Klacht Verzoekster raakte op 22 juli 2013 betrokken bij een aanrijding. De politie kwam ter plaatse en er werd een onderzoek ingesteld naar de toedracht van de aanrijding. Verzoekster klaagt er in dit verband over dat: een betrokken politieambtenaar zich niet objectief heeft opgesteld bij de afhandeling van de aanrijding; de politie de aanrijding onjuist heeft vastgelegd, in die zin dat er geen proces-verbaal is opgemaakt en dat de mutatie geen weergave is van de feitelijke toedracht.

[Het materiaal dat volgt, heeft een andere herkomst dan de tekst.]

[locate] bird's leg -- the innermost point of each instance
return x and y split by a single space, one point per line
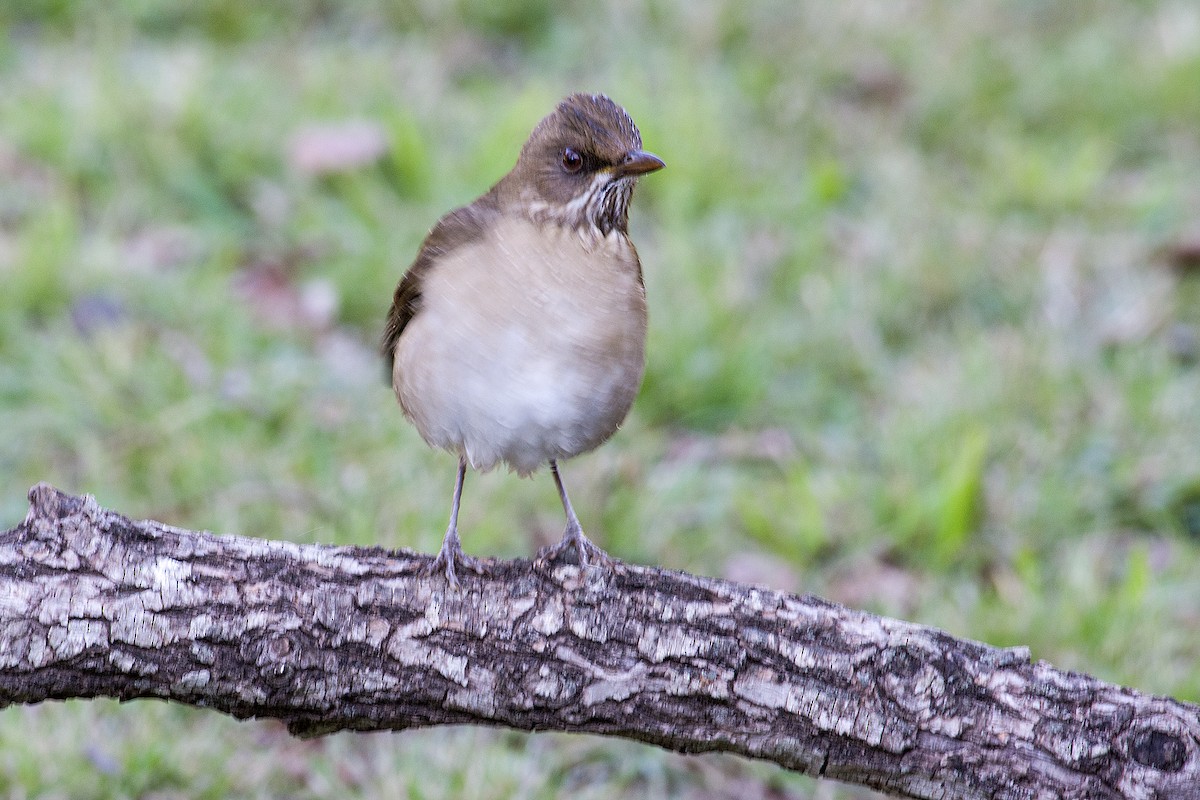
574 535
451 548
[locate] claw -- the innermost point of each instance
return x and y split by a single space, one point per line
587 552
451 554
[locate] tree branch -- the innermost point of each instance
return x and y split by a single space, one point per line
328 638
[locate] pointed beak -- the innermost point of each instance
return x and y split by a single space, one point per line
639 162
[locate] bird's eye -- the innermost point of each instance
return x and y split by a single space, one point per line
571 161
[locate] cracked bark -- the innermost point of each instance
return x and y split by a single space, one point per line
329 638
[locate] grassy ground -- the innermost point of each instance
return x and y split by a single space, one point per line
924 328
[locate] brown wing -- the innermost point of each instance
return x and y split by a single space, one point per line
457 228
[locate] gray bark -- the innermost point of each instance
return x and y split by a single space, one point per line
329 638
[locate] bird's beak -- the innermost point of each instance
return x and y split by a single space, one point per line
639 162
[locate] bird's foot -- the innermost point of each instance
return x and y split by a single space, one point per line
573 539
451 554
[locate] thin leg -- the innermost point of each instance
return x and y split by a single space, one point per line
574 535
451 548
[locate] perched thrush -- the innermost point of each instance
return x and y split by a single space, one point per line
519 332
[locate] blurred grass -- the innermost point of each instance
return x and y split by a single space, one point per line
915 344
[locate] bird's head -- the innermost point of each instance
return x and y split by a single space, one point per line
580 166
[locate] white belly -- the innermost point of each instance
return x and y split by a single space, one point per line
526 347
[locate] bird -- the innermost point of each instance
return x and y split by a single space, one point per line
517 335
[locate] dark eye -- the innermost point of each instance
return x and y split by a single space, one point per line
571 161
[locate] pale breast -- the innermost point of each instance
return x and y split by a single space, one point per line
528 346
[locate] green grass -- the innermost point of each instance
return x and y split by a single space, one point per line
911 336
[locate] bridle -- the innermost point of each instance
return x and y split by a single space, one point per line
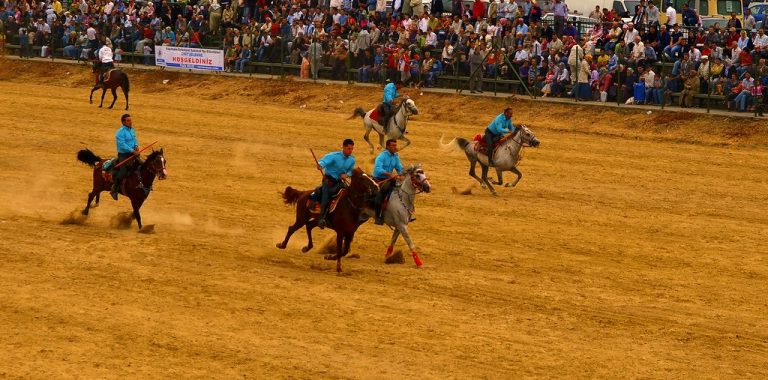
521 143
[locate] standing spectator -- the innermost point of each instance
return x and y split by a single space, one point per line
560 11
245 56
476 71
671 15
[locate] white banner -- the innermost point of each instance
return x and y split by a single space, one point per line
189 58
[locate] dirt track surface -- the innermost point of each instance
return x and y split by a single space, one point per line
634 246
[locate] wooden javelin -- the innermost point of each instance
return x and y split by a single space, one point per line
133 156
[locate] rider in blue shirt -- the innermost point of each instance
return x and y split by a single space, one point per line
384 168
337 167
496 130
127 146
387 105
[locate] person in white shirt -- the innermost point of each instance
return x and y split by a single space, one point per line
106 61
761 39
630 34
671 15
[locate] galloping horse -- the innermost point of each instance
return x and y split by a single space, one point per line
506 156
112 80
344 218
136 186
397 123
401 206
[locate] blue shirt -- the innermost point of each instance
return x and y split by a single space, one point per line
386 163
390 93
335 164
126 140
500 125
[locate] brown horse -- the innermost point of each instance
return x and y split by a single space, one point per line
136 186
344 219
112 80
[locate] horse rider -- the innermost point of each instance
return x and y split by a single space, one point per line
384 170
127 146
496 130
106 61
387 105
337 168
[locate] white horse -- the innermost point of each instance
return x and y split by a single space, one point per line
401 207
506 156
397 123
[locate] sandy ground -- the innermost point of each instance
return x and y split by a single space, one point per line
634 246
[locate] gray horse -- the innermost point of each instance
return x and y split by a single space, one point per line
397 123
505 157
401 207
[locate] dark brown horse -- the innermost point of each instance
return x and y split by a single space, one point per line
136 186
112 80
344 219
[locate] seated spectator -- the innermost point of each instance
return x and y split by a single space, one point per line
690 89
745 93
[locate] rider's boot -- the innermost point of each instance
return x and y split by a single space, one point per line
115 189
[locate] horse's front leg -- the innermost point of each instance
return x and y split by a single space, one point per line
96 87
367 137
472 173
88 204
103 92
519 177
382 136
500 176
391 248
403 228
291 229
136 203
114 98
310 226
484 176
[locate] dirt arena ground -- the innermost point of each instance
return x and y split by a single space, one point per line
634 246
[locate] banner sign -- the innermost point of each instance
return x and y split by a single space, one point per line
189 58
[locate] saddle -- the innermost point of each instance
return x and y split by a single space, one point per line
482 147
376 114
313 203
107 74
106 175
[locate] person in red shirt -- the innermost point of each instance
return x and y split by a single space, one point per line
478 10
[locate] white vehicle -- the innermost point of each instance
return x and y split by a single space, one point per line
625 8
585 23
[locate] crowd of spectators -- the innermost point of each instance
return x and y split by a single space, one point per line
419 42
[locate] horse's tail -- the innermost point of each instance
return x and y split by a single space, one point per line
359 111
125 83
456 143
87 157
291 196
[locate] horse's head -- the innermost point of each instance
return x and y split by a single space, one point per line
362 183
156 164
527 137
418 178
410 106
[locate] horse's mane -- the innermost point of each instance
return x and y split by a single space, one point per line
153 156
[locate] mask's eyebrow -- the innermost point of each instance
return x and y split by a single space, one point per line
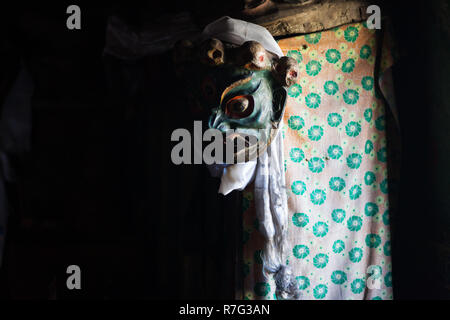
237 84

Visie verzoekster Verzoekster heeft aangegeven dat zij de bestuurder hoorde zeggen dat hij zich schuldig voelde en haar een bloemetje wilde sturen, waarna politieambtenaar K. zou hebben gezegd dat hij geen medelijden hoefde te hebben met verzoekster en geen bloemetje hoefde te sturen, omdat de aanrijding niet zijn de Nationale ombudsman 2/8
schuld was. Verder stelde verzoekster dat politieambtenaar K. haar ter plaatse niets had gevraagd en slechts heeft opgeschreven wat de bestuurder van de auto beweerde. Volgens verzoekster toonde politieambtenaar K. op geen enkele manier zijn medeleven. Nadat verzoekster uit het ziekenhuis is gekomen, heeft zij telefonisch met politieambtenaar K. gesproken. Haar kant van het verhaal had K. niet geïnteresseerd, aldus verzoekster. K. had tegen haar gezegd dat hij haar de schuld had gegeven omdat zij toch wel verzekerd was voor het ambulancevervoer, aldus verzoekster. In de mutatie is opgenomen dat het een ongeval betrof met uitsluitend materiële schade. Politieambtenaar K. is er ten onrechte vanuit gegaan dat zij geen ernstig letsel heeft opgelopen, aldus verzoekster. Vijf dagen na het ongeval is de rapportage afgesloten, maar toen kon nog niet worden beoordeeld of er sprake was van ernstig letsel. Verzoekster heeft aangegeven dat zij door de aanrijding ernstig letsel heeft opgelopen. Haar bekken was zwaar gekneusd en later bleek ook haar oog te zijn beschadigd. Daarnaast heeft zij ernstige knieklachten en lijdt zij aan geheugenverlies. Verzoekster stelt dat haar vertrouwen in de politie door deze behandeling ernstig is geschaad.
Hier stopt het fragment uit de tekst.